7H00, il était en retard. Une femme obèse avait mangé ses liens et se détacha de sa roue. Elle se précipita vers le bourreau qui les faisait tourner, et commença à le dépecer, d’abord le ventre, et puis le gras, en passant par les cuisses et les avant-bras. Le bourreau la laissa faire, la remercia, et invita ses pairs à faire valoir ce que de droit. Alors chacun y alla de tout ses ongles cassés, et à 7H17 ne restait du bourreau que des miettes, dont les chiens firent leur curée.
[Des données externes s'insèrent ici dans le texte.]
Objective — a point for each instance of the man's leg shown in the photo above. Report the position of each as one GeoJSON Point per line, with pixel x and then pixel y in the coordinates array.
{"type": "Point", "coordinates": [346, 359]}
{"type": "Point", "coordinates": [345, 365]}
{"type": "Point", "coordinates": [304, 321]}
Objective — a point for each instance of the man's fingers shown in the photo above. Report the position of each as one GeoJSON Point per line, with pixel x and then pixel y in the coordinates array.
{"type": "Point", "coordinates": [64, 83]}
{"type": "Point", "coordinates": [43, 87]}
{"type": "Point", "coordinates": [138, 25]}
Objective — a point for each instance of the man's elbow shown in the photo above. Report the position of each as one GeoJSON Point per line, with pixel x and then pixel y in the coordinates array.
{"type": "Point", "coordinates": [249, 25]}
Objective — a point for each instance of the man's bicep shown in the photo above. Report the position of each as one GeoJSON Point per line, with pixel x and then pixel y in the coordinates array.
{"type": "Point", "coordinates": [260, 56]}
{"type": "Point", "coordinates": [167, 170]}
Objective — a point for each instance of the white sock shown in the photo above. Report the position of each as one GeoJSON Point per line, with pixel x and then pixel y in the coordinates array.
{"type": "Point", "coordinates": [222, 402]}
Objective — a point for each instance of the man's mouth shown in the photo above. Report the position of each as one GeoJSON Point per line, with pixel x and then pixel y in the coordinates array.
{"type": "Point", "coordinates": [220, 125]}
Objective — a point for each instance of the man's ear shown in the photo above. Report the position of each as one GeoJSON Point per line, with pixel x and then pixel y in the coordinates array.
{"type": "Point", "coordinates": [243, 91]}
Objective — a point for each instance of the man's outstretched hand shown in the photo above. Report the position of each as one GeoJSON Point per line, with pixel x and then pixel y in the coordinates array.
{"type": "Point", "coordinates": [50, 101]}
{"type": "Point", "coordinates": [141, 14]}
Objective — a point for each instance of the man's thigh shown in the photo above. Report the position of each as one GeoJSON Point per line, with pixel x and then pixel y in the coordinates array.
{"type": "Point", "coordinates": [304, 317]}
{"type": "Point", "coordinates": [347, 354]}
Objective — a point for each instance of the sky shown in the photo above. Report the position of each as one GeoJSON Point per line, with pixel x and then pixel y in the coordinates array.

Alors, au milieu du soleil rouge qui se levait, par flemme encore plus tardivement que la veille, apparut à contre jour la silhouette d’un homme, à la mitre violente, aux gants scandaleux, aux bottes éhontés et au pagne déhanché. La silhouette du marchand de sable brisait le ciel et les faux-espoirs. Il marchait raide, flottant sur l’atmosphère lourde, descendant l’horizon et cachant les horizons. 7H19, plus un souffle audible, même le vent respirait par la bouche. 7H20, le temps avait pris une raideur cadavérique, il était là, toisant de ses 3 mètres les gens pris d’un calme sans sérénité. Soudain, par poignées, il fit gicler le sable rouge de son baluchon et le projetait vers les gens, en visant les yeux. Le sable flagellait les hommes et dénudait les chiens, ou alors dénudait les hommes et flagellait les chiens, que l’on confondait en se morfondant. Lorsqu’il se tourna vers Miloslav, il l’empoigna par la chemise d’une main et lui gava la bouche de sable de l’autre. Miloslav était aux anges, et quand sa bouche déborda, et quand le verre pillé sorti de l’autre coté, et quand son nombril se fût redéchiré, le marchand de sable le jeta sur le coté, et passa au suivant. Miloslav resta assis, hagard, a contempler l’œuvre du marchand de sable, et les sourires des ensablés.
7H30, le temps frémissait, le marchand de sable avait terminé ses entretiens individuels, alors il s’était mis a arracher les boutons des chemises neuves qu’arboraient les uns, et les étoiles dans les yeux qu’affichaient les autres. Avant de remonter d’où il était venu, il le se figea une dernière fois pour toiser les êtres qui le fixaient. « Demain, 7H00 ».Soulagé dans tout son être, dans tout son corps, dans toute son âme, Miloslav avait sommeil et retourna se coucher, suivi de près par un chien sans poils. Demain, l’agresse-matin le réveillera tôt, pour un autre rendez-vous important.